LT Project: Adding Fields

I generally described the downloaded record from LibraryThing as a set of tab=separated fields in a line record format. To control handling the fields we provide an enum which has descriptors for the fields in the order in which they are downloaded:

enum class ELibraryRecord {

Book_Id = 0,

Title,

Sort_Character,

Primary_Author,

Primary_Author_Role,

Secondary_Author,

Secondary_Author_Roles,

Publication,

Date,

Review,

Rating,

Comment,

Private_Comment,

Summary,

Media,

Physical_Description,

Weight,

Height,

Thickness,

Length,

Dimensions,

Page_Count,

LCCN,

Acquired,

Date_Started,

Date_Read,

Barcode,

BCID,

Tags,

Collections,

Languages,

Original_Languages,

LC_Classification,

ISBN,

ISBNs,

Subjects,

Dewey_Decimal,

Dewey_Wording,

Other_Call_Number,

Copies,

Source,

Entry_Date,

From_Where,

OCLC,

Work_id,

Lending_Patron,

Lending_Status,

Lending_Start,

Lending_End,

Library_Record_Size,

Library_Record_None

};

There's a convenience class for incrementing the values:

inline ELibraryRecord increment(const ELibraryRecord inRec)

{

if (inRec == ELibraryRecord::Library_Record_None)
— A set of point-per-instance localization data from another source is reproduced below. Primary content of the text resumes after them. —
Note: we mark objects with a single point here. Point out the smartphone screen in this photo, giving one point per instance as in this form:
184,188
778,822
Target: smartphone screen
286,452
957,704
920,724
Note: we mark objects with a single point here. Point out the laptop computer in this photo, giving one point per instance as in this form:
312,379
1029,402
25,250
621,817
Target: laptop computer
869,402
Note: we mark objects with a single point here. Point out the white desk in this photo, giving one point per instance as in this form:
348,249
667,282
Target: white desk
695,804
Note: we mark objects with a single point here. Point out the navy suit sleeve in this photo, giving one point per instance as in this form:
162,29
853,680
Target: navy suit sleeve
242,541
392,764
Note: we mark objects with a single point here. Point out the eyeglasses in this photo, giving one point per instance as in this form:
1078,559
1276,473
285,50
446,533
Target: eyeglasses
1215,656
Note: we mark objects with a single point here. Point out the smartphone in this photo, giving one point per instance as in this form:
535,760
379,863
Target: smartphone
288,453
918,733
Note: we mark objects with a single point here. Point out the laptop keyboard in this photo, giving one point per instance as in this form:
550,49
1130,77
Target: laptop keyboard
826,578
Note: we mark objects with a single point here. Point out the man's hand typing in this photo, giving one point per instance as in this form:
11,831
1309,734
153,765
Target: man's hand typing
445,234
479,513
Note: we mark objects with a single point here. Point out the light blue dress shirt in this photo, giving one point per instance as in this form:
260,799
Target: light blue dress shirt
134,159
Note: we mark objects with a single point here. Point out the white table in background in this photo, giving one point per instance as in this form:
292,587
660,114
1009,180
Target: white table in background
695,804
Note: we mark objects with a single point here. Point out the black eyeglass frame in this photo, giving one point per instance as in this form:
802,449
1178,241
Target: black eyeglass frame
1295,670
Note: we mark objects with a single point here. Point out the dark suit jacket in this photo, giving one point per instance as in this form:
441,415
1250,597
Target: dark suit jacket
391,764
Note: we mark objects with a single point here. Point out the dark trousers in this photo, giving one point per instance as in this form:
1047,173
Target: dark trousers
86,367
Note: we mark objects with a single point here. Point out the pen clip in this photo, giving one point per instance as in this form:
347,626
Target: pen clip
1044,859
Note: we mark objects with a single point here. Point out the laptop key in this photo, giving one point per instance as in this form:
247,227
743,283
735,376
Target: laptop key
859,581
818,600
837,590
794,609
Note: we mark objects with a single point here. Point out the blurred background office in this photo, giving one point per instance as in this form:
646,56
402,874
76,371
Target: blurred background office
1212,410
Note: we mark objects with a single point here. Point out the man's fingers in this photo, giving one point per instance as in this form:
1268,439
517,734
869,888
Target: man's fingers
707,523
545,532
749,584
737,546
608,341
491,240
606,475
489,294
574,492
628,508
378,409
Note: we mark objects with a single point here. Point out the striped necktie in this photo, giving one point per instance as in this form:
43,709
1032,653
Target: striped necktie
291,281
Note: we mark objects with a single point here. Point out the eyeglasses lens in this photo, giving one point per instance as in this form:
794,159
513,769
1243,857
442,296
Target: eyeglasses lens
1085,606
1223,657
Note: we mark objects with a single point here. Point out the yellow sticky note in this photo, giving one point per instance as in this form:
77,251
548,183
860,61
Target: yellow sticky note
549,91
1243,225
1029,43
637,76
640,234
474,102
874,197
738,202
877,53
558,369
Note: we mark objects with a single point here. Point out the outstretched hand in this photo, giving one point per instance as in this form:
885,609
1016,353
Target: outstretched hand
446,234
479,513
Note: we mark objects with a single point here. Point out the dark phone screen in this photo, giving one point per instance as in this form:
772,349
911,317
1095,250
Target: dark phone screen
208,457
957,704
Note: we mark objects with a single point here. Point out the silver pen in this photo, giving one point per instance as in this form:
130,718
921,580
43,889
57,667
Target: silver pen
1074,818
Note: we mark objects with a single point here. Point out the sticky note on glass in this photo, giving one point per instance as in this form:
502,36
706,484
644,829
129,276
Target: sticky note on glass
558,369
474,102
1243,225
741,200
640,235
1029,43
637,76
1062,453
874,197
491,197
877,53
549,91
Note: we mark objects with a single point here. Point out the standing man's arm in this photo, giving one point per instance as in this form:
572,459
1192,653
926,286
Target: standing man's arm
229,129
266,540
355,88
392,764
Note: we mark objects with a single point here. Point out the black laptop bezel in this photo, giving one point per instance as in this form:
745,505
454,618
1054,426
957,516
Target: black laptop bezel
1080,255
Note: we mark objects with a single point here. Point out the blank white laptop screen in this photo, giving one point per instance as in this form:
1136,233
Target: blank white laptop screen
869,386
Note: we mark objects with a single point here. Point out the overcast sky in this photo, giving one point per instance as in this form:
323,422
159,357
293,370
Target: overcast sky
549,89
return ELibraryRecord::Library_Record_None;

else

return static_cast<ELibraryRecord>(static_cast<int>(inRec) + 1);

}

An entire record looks like:

211176944 Embracing Modern C++ Safely 1 Lakos, John Author Romeo, Vittorio|Khlebnikov, Rostislav|Meredith, Alisdair Author|Author|Author Addison-Wesley Professional (2021), Edition: 1, 1376 pages 2021 Embracing Modern C++ Safely by John Lakos (2021) Paperback 1376 p.; 9.15 inches 38.205 pounds 9.15 inches 2 inches 7.4 inches 9.15 x 7.4 x 2 inches 1376 C++, Programming Your library, Willowdale, To Review English English [0137380356] 0137380356, 9780137380350 005.133 Computer programming, programs, data, security > Computing and Information > General Programming Languages > Information > Languages > Programming 1 amazon.com books [2022-01-16] Amazon.ca 27597342

The key functionality for processing the field records, controlled by the enum, is the IFieldAdder interface:

class IFieldAdder {

public:

using storage_type=std::map<ELibraryRecord, std::string>;

virtual ~IFieldAdder();

virtual void addField(storage_type &outStorage, ISettableAuthorContainer &outKey,

const ELibraryRecord inType,

const std::string &inVal) const = 0;

virtual bool processField(ISettableAuthorContainer &outKey,

const ELibraryRecord inType,

const std::string &inVal) const = 0;

};

The using-declaration is referenced throughout the code dealing with generalized field storage.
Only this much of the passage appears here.